Their enabler to the right to participate in cultural life may sell 100 illegal copies of a CD for 2 euro, the enabler then has a gross revenue of 200 euro. With damages based on retail price, the enabler may have to pay 2000 euro damages (100 x 20), ten times his gross revenue. And to add insult to injury, he may have to turn in his meager profits and may have his computer destroyed.
The secret negotiations led to ACTA-plus damages which will have a terrifying chilling effect and which will harm the right to freedom of expression, the right to participate in culture and the right to access to knowledge.
fn 35 reads: “In the case of the Union, this would also include, in appropriate cases, elements other than economic factors such as the moral prejudice caused to the right holder by the infringement.”
fn 33 reads: “A Party may exclude patents from the scope of Section C (Civil Enforcement of Intellectual Property Rights).”
Marietje Schaake’s Parliamentary question to Commissioner de Gucht on ACTA provisions in EU-Singapore FTA text
I’m not convinced by the commission’s answer. The commission writes that the overall principle is adequate damages, and “paragraph 2 of Article 11.44 of the EU-Singapore FTA only illustrates a wide range of optional methods”. Yes, but these optional methods are in my opinion above adequate, as I show above. When you give examples of adequate which are above adequate, you distort legal thinking, you mess with definitions.
Then, the article continues (see above) with “judicial authorities have the authority to order the infringer to pay the right holder the infringer’s profits that are attributable to the infringement, (…) in addition to (…) the damages.”
So this is in addition to the damages. Does the end result still have to be adequate, or can it go above that, as the text says “in addition”?
If the end result has to be adequate, just adequate without any addition would have been best. The FTA text is confusing, seems meant to create an upward trend.

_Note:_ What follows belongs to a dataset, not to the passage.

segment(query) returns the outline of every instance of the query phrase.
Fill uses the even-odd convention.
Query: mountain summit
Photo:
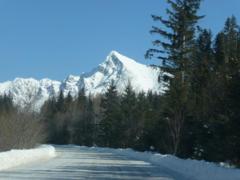
[[[77,96],[78,91],[85,89],[87,94],[102,94],[106,92],[111,81],[116,83],[122,93],[128,83],[136,92],[163,93],[164,83],[158,83],[161,70],[137,63],[117,51],[112,51],[97,68],[80,76],[69,75],[62,82],[50,79],[36,80],[33,78],[16,78],[13,81],[0,83],[0,95],[11,95],[13,102],[20,107],[29,107],[39,111],[50,97],[56,97],[60,90],[66,96],[69,92]]]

The FTA exports EU law (Intellectual Property Rights Enforcement Directive (IPRED): inaudita altera parte, injunctions, etc). I’m not happy with that, as it takes away policy space needed for reform. Last year we had a consultation on reform of IPRED, the FFII argued that the EU has to bring IPRED in line with the ICESCR.
FFII, 2013, EU law and the International Covenant on Economic, Social and Cultural,
Exporting IPRED makes that harder, and makes reform vulnerable for both state-to-state and investor-to-state dispute settlement (if the latter makes it to the agreement, there are plans to add it at some point).
Regarding Glyn’s question below, which I had overlooked (apologies): Yes, like ACTA the council and parliament will have to ratify it.
And then? Possibly the commission will propose to update IPRED, oh, it is not a change, just bring language up to date… And so the IP ratchet goes on.